Na veel gevloek kwamen we tot inzien dat er niets anders op zat dan te proberen er het beste van te maken. Wouter vond een manier om zich te installeren en viel uiteindelijk toch in slaap op de bultige matras.
De ochtend werd doorspekt met gigantische muggen- en midgeszwermen die nesten hadden gebouwd in onze voortent. Ze kweekten terwijl we erbij stonden en van zodra we onze binnentent verlieten om aan het opkramen te beginnen, zetten ze zich vast op alle blote stukken lichaam die ze maar konden vinden. Verschrikkelijk vervelend en vooral de jeuk die de beten veroorzaakten bemoeilijkte het opruimen van onze kampplek.
Alastair, de Britse vakantiefietser verzot op Duitsland, had het letterlijk gezegd: “they can drive you crazy”. We affirmeren: “they do drive you crazy”.
Toen we alle vliegjes, mugjes en andere uiteindelijk van ons hadden geveegd, geslaan en geschud, trokken we in de gieten de regen verder op pad.

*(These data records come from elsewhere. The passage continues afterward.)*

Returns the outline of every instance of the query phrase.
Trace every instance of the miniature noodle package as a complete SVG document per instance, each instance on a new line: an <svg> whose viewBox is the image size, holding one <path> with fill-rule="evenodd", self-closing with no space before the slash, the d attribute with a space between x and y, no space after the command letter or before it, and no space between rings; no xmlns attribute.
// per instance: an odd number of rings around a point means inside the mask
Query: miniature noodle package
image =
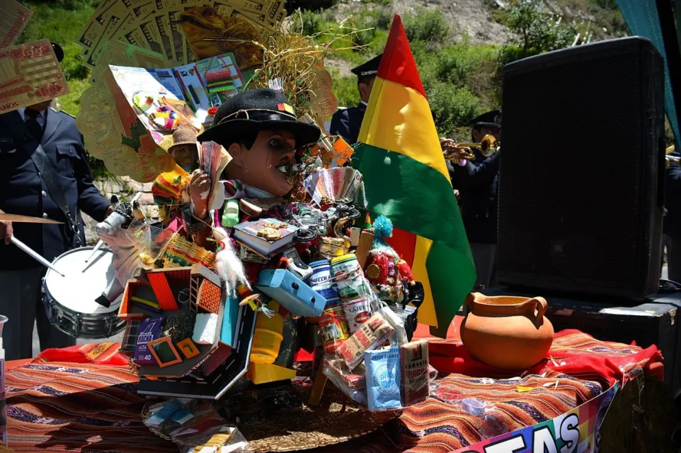
<svg viewBox="0 0 681 453"><path fill-rule="evenodd" d="M430 394L428 340L418 340L400 347L402 404L411 406Z"/></svg>
<svg viewBox="0 0 681 453"><path fill-rule="evenodd" d="M343 342L338 353L348 368L354 369L364 359L366 351L380 346L392 332L390 324L377 313Z"/></svg>

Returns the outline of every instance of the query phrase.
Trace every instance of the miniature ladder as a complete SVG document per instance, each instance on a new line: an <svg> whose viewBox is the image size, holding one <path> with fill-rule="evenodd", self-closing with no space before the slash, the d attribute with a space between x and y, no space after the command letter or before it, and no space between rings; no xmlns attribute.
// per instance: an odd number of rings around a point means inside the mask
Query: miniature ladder
<svg viewBox="0 0 681 453"><path fill-rule="evenodd" d="M192 313L198 313L198 305L196 302L200 290L201 280L198 275L192 275L189 278L189 311Z"/></svg>

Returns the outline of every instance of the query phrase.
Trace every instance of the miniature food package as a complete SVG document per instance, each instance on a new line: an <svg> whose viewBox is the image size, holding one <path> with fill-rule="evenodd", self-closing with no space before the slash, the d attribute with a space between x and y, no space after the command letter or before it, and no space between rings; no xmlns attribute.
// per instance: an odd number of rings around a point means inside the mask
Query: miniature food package
<svg viewBox="0 0 681 453"><path fill-rule="evenodd" d="M400 348L366 351L367 401L369 410L397 409L401 406Z"/></svg>
<svg viewBox="0 0 681 453"><path fill-rule="evenodd" d="M418 340L400 347L402 403L406 406L428 398L430 388L428 340Z"/></svg>
<svg viewBox="0 0 681 453"><path fill-rule="evenodd" d="M135 362L138 365L155 365L156 359L149 350L147 343L161 338L163 325L163 317L148 318L139 325L137 342L135 347Z"/></svg>
<svg viewBox="0 0 681 453"><path fill-rule="evenodd" d="M352 370L362 362L365 351L380 346L392 332L390 324L377 313L340 345L338 353Z"/></svg>

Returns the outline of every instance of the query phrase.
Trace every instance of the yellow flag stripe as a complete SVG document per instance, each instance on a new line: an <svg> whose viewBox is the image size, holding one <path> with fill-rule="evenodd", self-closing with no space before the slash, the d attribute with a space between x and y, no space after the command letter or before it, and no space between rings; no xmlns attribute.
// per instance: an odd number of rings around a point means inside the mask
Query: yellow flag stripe
<svg viewBox="0 0 681 453"><path fill-rule="evenodd" d="M428 100L411 88L377 77L358 141L411 157L449 181Z"/></svg>

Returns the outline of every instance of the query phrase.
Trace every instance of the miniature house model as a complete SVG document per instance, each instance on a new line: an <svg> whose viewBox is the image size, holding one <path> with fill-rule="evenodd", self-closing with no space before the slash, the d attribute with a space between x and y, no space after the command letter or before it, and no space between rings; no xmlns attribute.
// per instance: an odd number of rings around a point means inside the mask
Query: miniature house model
<svg viewBox="0 0 681 453"><path fill-rule="evenodd" d="M227 297L207 268L140 270L126 285L121 352L143 395L218 399L249 365L255 313Z"/></svg>

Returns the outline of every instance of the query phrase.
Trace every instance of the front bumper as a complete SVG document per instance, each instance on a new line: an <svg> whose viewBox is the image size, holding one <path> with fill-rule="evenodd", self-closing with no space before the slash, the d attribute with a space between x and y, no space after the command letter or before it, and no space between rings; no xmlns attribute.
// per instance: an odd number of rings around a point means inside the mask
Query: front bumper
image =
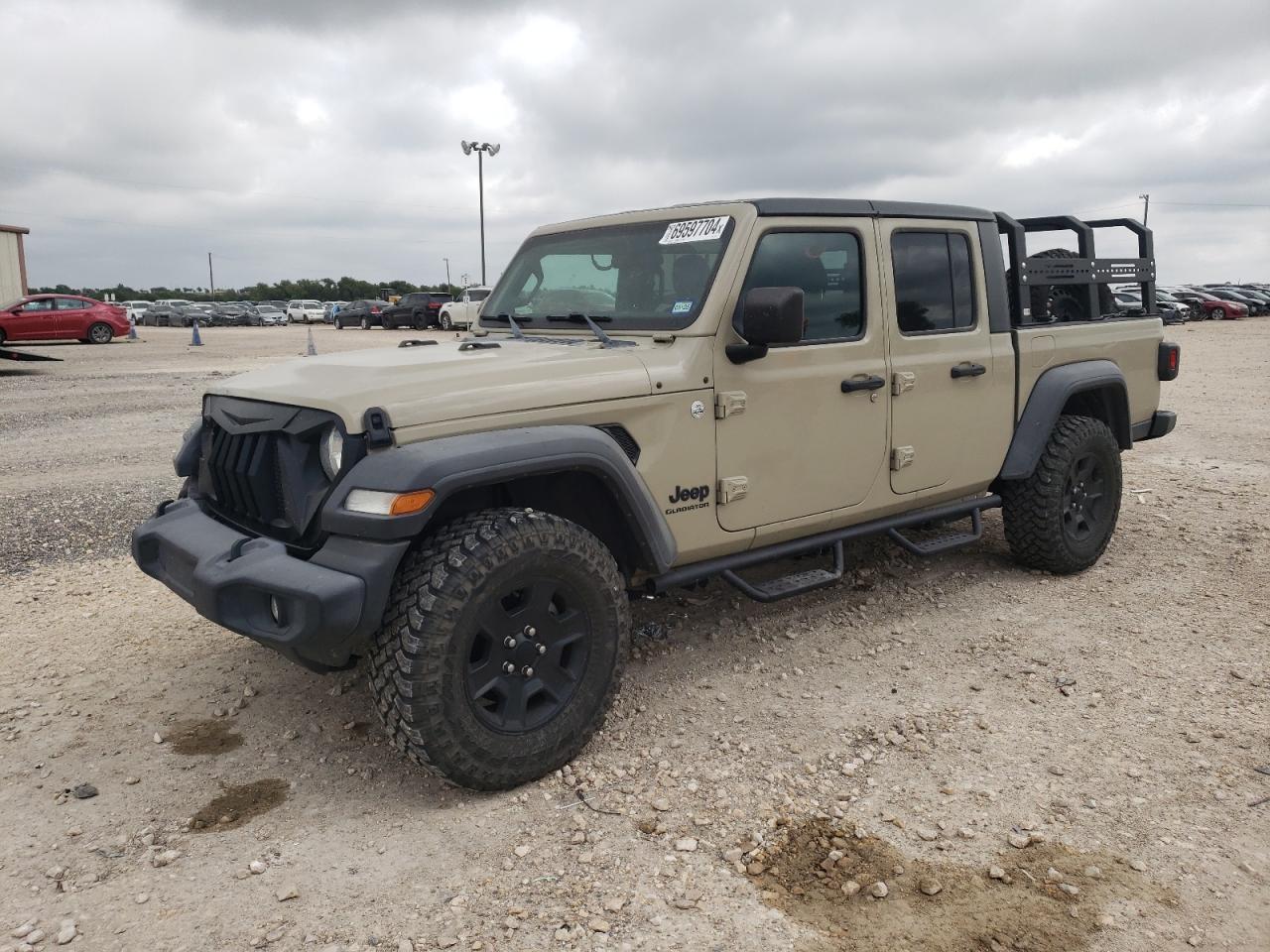
<svg viewBox="0 0 1270 952"><path fill-rule="evenodd" d="M364 650L408 547L333 536L298 559L277 539L217 522L193 499L160 506L132 533L146 575L204 618L316 670L345 668Z"/></svg>

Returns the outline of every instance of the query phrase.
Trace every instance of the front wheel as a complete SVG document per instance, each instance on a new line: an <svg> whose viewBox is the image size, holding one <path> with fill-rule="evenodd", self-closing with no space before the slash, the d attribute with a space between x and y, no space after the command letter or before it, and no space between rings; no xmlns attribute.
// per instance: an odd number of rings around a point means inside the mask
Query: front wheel
<svg viewBox="0 0 1270 952"><path fill-rule="evenodd" d="M1120 517L1120 447L1091 416L1059 416L1026 480L1001 491L1015 560L1055 575L1083 571L1102 556Z"/></svg>
<svg viewBox="0 0 1270 952"><path fill-rule="evenodd" d="M472 790L575 758L617 693L630 607L610 551L550 513L486 509L438 529L398 570L371 652L396 746Z"/></svg>
<svg viewBox="0 0 1270 952"><path fill-rule="evenodd" d="M93 344L109 344L112 338L114 338L114 331L110 330L109 324L94 324L88 329L88 339Z"/></svg>

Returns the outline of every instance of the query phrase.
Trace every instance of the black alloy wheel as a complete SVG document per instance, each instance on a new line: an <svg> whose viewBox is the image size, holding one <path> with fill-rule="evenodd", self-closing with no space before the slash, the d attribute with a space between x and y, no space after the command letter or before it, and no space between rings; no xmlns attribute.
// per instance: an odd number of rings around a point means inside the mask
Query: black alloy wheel
<svg viewBox="0 0 1270 952"><path fill-rule="evenodd" d="M528 576L476 617L467 650L467 702L503 734L541 727L573 698L587 670L591 618L573 588Z"/></svg>
<svg viewBox="0 0 1270 952"><path fill-rule="evenodd" d="M1087 541L1101 532L1106 509L1106 480L1099 457L1078 456L1063 484L1063 532L1073 542Z"/></svg>

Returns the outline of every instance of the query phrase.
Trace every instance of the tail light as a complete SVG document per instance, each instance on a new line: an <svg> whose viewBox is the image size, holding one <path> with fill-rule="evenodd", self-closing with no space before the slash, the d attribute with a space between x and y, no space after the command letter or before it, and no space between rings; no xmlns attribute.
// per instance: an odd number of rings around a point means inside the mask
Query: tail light
<svg viewBox="0 0 1270 952"><path fill-rule="evenodd" d="M1182 348L1180 344L1170 344L1167 340L1160 344L1160 357L1156 360L1156 374L1160 380L1177 380L1177 371L1181 367Z"/></svg>

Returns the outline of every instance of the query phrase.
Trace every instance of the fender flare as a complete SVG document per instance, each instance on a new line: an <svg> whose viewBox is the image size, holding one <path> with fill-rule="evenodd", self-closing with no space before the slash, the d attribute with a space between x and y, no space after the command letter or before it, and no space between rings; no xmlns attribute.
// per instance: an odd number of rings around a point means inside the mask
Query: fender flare
<svg viewBox="0 0 1270 952"><path fill-rule="evenodd" d="M1091 391L1101 396L1105 421L1120 448L1132 449L1129 388L1124 373L1111 360L1078 360L1048 369L1036 380L998 479L1026 480L1031 476L1067 401Z"/></svg>
<svg viewBox="0 0 1270 952"><path fill-rule="evenodd" d="M582 424L439 437L371 453L326 499L321 526L326 532L357 538L414 538L456 493L554 472L596 476L621 506L643 561L658 574L671 567L678 553L674 536L643 477L612 437ZM344 509L344 499L353 489L389 493L431 489L437 498L413 515L368 515Z"/></svg>

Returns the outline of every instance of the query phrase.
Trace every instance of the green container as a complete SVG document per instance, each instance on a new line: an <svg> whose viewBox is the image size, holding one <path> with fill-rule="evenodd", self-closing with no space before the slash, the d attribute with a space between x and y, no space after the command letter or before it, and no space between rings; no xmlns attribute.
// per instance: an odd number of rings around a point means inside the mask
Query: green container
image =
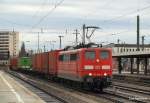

De vele wolken beperkten het zicht, maar zelfs zonder hen hadden we niet veel van de panorama’s gezien. We staken ons hoofd zo diep mogelijk in onze jas en probeerden ons te concentreren op de weg. Met de striemende regen was het soms een opgave om goed recht te blijven rijden.
In Nore kwam een tankstation met eetgelegenheid geen seconde te vroeg. We vroegen of we onze lunch konden opeten ter plaatse om te schuilen voor de regen en dat was voor de vriendelijke uitbaters gelukkig geen probleem. Warm, droog en op een stoel aan een tafel konden we onze boterhammen met kruidenkaas en boterhammenworst opeten. De man van het etablissement gaf nog mee dat de regen nog minstens twaalf uur zou aanhouden. Joepi.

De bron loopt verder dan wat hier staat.